In contrast to that of space, orientation of time seems to be straightforward. We consider again the thought experiment of teaching the Martians. However, this time we would like to teach them about distinguishing the past from the future. Then the task is simple. By definition, every process takes place in time. Therefore, we may take any process, and mark its beginning and ending. Then the relationship between the marked beginning and the ending corresponds exactly to that between what we call the past and the future. The remaining task is about finding a strategy to mark the beginning and ending, as well as distinguishing between them. The instruction for the curious Martians is straightforward. If they are enthusiastic about music, then we may teach them the following: have a notebook ready, and start playing a piece of music. Then write down notes upon detecting change of states. Without loss of generality, we may assume that there are only two possibilities for change of states: from silence to sounding music, and from sounding music to silence. The rules of writing notes are the following: 1) if a change of state is encountered and the notebook is empty, write “beginning”, and 2) if a change of state is encountered and the notebook already has the word “beginning” on it, then write “ending”. The two rules uniquely determine the way through which the beginning and ending are marked. From the example above, we can easily notice the crux of the issue. Orientation of time is straightforward because we have ways to remember the past (by the act of note-taking in the example), whereas the idea of remembering the future leads to absurdity. In other words, we are able to potentially recall the past with the help of objects named “records”. On the other hand, the only way we can inquire into the future is through prediction. Acts of recalling and predicting involve procedures and mechanisms that are fundamentally different. Knowing the difference between the two, as we will discuss in section 2.1.2, is crucial for a better understanding of music, since music perception heavily depends on recall (of heard events) and anticipation (of upcoming events).

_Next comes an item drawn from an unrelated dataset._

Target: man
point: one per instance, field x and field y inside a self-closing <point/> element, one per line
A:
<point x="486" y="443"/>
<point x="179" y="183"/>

Meanwhile, orientation of time is non-arbitrary. More specifically, the choice of the direction in which time flows is not a play of words or convention in the following sense. Let us consider again the above thought experiment of imagining a possible world in which left-handed population is majority. This time, instead of substituting right-handed population for left-handed one, we choose to imagine a possible world in which time flows backwards, in the sense that cause follows effect, instead of preceding it. Consequently, such a possible world would be saliently different to our current one. In fact, it might be incomprehensible to us at all. How could we possibly understand a world in which effect precedes cause? For instance, how could we enjoy a concert whose finale comes before the opening movement? The reason for such incomprehensibility is partly that the temporal order of events is embedded in the definition of causality. Therefore, cause, by definition, comes before effect. Analogously, the opening movement, by definition, comes before the finale. To claim otherwise amounts to stating a logically contradictory statement: the finale which by definition follows the opening movement is at the same time preceding the opening movement, constituting a logical conjunction of mutually exclusive propositions.

Artistic implications

The difficulty of imagining the backward flow of time shows how the directionality of time is so ingrained and hard-coded in our mindset, that if the directionality is modified, then time is rendered incomprehensible and perplexing. In fact, it is precisely due to our ingrained intuition of the flow of time, that artists often employ strategies to counter such intuition in order to achieve surprising dramatic effects. For example, in his magnum opus “Faust”, Goethe describes an unrealistically strange scene:

Show me the fruit that rots before it’s plucked and trees that grow their greenery anew each day! (Goethe 1985, 1:131)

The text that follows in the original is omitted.